화학공학소재연구정보센터
Journal of Physical Chemistry B, Vol.116, No.36, 11041-11045, 2012
Enhancement of Electron Spin Echo Envelope Modulation Spectroscopic Methods to Investigate the Secondary Structure of Membrane Proteins
This paper reports on a significant improvement of a new structural biology approach designed to probe the secondary structure of membrane proteins using the pulsed EPR technique of electron spin echo envelope modulation (ESEEM) spectroscopy. Previously, we showed that we could characterize an alpha-helical secondary structure with ESEEM spectroscopy using a H-2-labeled Val side chain coupled with site-directed spin-labeling (SDSL).

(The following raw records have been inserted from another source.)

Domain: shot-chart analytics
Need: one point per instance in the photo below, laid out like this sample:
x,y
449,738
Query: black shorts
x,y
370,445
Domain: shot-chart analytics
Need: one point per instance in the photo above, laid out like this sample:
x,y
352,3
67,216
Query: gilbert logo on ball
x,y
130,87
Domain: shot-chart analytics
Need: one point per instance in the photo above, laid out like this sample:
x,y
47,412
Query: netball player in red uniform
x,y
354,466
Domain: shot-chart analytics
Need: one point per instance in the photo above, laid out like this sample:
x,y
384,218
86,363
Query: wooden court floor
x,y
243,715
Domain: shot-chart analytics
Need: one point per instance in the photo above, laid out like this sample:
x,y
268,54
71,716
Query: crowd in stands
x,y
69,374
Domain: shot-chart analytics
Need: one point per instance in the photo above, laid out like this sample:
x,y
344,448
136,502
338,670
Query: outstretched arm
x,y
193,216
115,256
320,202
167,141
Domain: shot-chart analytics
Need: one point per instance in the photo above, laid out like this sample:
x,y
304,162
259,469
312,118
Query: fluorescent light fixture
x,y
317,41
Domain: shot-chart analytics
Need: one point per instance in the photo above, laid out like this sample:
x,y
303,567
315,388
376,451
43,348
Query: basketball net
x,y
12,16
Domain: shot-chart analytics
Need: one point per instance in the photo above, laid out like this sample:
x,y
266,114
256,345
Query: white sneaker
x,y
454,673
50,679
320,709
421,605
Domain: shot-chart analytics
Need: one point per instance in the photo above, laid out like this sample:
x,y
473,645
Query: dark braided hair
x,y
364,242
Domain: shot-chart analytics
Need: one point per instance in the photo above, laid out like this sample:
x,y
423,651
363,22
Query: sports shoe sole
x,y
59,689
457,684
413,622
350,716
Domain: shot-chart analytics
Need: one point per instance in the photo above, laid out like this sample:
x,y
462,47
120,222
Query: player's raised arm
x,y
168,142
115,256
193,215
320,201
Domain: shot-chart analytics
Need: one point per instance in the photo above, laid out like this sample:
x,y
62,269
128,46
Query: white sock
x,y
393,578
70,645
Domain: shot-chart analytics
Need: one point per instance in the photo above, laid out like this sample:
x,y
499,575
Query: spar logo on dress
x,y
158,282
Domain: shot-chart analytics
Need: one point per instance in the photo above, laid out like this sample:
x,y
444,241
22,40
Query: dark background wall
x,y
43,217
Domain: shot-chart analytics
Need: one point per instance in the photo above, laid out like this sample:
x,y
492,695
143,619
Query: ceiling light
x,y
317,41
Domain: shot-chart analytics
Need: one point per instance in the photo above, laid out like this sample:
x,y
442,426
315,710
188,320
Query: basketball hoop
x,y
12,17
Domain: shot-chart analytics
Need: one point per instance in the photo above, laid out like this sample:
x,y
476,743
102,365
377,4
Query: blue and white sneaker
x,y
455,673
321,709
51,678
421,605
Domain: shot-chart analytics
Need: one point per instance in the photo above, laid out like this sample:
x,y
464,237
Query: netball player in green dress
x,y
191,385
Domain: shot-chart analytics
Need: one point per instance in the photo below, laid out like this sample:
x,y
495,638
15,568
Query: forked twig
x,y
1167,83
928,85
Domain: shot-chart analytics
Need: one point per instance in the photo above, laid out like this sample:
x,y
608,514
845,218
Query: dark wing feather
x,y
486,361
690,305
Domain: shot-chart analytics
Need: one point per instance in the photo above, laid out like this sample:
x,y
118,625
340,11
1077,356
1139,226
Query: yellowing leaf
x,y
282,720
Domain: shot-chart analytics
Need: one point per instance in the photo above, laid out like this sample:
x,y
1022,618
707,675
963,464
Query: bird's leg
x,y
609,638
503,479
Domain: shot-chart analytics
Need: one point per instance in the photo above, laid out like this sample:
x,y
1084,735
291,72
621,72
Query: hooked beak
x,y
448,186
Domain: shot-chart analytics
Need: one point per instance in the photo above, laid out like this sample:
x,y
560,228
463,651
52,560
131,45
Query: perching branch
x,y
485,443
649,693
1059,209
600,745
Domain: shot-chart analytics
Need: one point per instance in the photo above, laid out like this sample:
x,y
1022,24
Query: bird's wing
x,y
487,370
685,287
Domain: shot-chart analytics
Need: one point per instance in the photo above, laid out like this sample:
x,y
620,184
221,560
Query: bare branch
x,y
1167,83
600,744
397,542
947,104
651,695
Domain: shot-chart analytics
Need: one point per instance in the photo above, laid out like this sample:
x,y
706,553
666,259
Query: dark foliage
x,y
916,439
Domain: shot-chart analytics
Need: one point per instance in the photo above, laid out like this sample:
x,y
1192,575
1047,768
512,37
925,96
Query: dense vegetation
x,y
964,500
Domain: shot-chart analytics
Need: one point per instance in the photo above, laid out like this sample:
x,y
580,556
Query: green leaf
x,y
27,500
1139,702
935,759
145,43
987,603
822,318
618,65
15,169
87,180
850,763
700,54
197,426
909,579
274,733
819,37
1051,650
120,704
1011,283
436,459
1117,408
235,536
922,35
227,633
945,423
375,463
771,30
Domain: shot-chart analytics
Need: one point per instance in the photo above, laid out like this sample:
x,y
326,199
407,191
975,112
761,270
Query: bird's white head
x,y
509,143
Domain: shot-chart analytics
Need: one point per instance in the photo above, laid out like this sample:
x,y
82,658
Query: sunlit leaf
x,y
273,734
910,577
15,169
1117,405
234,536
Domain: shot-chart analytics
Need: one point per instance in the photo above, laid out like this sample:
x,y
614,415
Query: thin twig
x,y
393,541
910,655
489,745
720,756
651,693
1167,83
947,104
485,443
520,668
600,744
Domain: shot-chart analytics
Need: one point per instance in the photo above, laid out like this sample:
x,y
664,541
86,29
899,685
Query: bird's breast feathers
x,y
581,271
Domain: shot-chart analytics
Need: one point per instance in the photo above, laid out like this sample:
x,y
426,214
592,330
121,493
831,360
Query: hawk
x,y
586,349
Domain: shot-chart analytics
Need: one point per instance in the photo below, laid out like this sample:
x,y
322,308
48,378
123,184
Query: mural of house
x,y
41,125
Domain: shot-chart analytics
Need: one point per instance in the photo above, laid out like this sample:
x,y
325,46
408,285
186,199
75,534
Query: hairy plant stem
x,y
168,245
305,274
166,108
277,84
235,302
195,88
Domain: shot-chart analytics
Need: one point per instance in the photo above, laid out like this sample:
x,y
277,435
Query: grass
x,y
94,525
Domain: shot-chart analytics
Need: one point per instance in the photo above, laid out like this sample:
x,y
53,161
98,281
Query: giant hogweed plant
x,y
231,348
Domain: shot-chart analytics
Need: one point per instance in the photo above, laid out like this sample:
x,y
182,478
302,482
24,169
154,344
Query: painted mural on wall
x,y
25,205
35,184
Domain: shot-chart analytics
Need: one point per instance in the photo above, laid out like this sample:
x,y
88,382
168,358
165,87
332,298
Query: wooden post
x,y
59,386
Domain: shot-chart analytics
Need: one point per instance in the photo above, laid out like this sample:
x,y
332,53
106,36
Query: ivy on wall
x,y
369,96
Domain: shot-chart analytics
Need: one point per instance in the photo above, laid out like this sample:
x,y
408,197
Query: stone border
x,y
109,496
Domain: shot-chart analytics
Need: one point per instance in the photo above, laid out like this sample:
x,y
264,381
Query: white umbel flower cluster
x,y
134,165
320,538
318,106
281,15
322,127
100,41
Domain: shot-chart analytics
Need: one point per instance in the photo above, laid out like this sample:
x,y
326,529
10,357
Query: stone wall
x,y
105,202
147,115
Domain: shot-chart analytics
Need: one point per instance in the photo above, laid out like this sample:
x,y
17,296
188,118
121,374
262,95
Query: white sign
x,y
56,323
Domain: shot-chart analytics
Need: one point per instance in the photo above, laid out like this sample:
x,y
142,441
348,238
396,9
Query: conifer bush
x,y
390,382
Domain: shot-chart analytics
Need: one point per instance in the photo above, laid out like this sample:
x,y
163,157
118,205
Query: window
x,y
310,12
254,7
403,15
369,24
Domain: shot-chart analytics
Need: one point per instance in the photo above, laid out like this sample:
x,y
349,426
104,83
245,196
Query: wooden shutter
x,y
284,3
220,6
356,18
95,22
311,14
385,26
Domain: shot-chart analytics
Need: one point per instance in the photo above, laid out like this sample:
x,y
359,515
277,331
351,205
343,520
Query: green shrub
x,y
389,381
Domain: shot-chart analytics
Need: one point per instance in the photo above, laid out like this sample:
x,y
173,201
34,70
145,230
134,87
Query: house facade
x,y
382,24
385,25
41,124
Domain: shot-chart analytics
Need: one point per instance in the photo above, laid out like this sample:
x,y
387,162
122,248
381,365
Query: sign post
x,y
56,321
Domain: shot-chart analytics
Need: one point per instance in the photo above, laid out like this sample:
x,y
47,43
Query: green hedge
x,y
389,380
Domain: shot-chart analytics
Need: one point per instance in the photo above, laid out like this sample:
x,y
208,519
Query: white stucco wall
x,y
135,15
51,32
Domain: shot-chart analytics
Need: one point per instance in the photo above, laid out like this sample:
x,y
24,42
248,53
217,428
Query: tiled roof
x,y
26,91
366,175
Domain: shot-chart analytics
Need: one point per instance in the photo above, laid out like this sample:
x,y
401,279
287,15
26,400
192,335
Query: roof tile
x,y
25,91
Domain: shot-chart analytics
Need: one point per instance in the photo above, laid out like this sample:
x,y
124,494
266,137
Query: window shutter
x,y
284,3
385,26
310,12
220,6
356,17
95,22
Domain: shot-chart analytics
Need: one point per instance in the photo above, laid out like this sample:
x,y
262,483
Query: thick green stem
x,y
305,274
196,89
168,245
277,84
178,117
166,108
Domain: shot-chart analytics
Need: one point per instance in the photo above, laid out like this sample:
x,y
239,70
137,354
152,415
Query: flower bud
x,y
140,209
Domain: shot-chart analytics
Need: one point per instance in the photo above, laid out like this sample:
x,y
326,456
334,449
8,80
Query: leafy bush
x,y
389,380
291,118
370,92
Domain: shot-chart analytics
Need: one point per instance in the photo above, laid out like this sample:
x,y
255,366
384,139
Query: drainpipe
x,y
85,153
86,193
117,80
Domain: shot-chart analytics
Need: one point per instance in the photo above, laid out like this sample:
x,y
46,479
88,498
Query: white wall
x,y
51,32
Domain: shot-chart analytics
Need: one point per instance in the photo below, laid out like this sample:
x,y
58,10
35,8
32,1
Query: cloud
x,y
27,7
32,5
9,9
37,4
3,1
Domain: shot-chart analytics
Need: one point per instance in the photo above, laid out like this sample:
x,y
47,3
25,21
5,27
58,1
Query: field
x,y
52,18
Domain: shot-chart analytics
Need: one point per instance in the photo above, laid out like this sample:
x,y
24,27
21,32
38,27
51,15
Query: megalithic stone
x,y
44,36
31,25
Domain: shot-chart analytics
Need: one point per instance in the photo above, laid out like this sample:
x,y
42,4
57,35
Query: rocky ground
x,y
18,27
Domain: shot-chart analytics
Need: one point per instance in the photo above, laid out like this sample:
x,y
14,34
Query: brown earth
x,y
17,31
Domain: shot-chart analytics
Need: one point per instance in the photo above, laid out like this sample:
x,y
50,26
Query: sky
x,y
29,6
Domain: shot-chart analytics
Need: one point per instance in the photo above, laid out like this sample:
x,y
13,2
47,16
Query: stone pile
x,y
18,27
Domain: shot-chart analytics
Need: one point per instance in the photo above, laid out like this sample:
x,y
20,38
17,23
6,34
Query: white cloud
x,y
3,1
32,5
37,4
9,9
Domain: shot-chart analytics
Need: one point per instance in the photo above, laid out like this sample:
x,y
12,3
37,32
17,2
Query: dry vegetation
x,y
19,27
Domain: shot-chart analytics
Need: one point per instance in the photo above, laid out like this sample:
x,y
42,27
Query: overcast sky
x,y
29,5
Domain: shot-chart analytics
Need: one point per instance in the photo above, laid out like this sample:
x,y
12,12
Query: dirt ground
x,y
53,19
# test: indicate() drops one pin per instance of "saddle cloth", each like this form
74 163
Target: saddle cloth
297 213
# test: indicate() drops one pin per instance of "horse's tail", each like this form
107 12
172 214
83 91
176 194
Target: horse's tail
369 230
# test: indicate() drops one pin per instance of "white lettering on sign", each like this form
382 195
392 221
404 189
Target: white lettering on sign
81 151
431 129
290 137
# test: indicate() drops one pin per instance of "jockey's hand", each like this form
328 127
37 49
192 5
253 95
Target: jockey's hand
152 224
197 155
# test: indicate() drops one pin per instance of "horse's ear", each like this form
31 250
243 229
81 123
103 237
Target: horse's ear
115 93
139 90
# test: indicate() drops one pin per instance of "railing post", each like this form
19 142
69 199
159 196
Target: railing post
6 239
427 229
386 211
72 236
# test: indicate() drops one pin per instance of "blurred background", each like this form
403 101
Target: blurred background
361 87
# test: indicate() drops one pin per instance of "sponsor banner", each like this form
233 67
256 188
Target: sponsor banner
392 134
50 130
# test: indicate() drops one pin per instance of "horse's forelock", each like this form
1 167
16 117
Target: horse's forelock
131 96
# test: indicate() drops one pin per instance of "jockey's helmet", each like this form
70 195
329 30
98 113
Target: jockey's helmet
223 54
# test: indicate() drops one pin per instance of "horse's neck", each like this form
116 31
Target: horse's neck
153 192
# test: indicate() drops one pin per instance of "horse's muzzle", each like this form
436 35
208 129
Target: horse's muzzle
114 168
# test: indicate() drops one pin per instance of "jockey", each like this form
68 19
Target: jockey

In order to further develop this new approach, molecular dynamic (MD) simulations were conducted on several different hydrophobic residues that are commonly found in membrane proteins. H-2-SL distance distributions from the MD results indicated that H-2-labeled Leu was a very strong candidate to significantly improve this ESEEM approach. In order to test this hypothesis, the secondary structure of the alpha-helical M2 delta peptide of the acetylcholine receptor (AChR) incorporated into a bicelle was investigated with H-2-labeled Leu d(10) at position 10 (i) and nitroxide spin labels positioned 1, 2, 3, and 4 residues away (denoted i+1 to i+4) with ESEEM spectroscopy. The ESEEM data reveal a unique pattern that is characteristic of an alpha-helix (3.6 residues per turn). Strong H-2 modulation was detected for the i+3 and i+4 samples, but not for the i+2 sample. The H-2 modulation depth observed for H-2-labeled d(10) Leu was significantly enhanced (X4) when compared to previous ESEEM measurements that used H-2-labeled d(8) Val. Computational studies indicate that deuterium nuclei on the Leu side chain are closer to the spin label when compared to Val. The enhancement of H-2 modulation and the corresponding Fourier Transform (FT) peak intensity for H-2-labeled Leu significantly reduces the ESEEM data acquisition time for Leu when compared to Val. This research demonstrates that a different H-2-labeled amino acid residue can be used as an efficient ESEEM probe further substantiating this important biophysical technique. Finally, this new method can provide pertinent qualitative structural information on membrane proteins in a short time (few minutes) at low sample concentrations (similar to 50 mu M).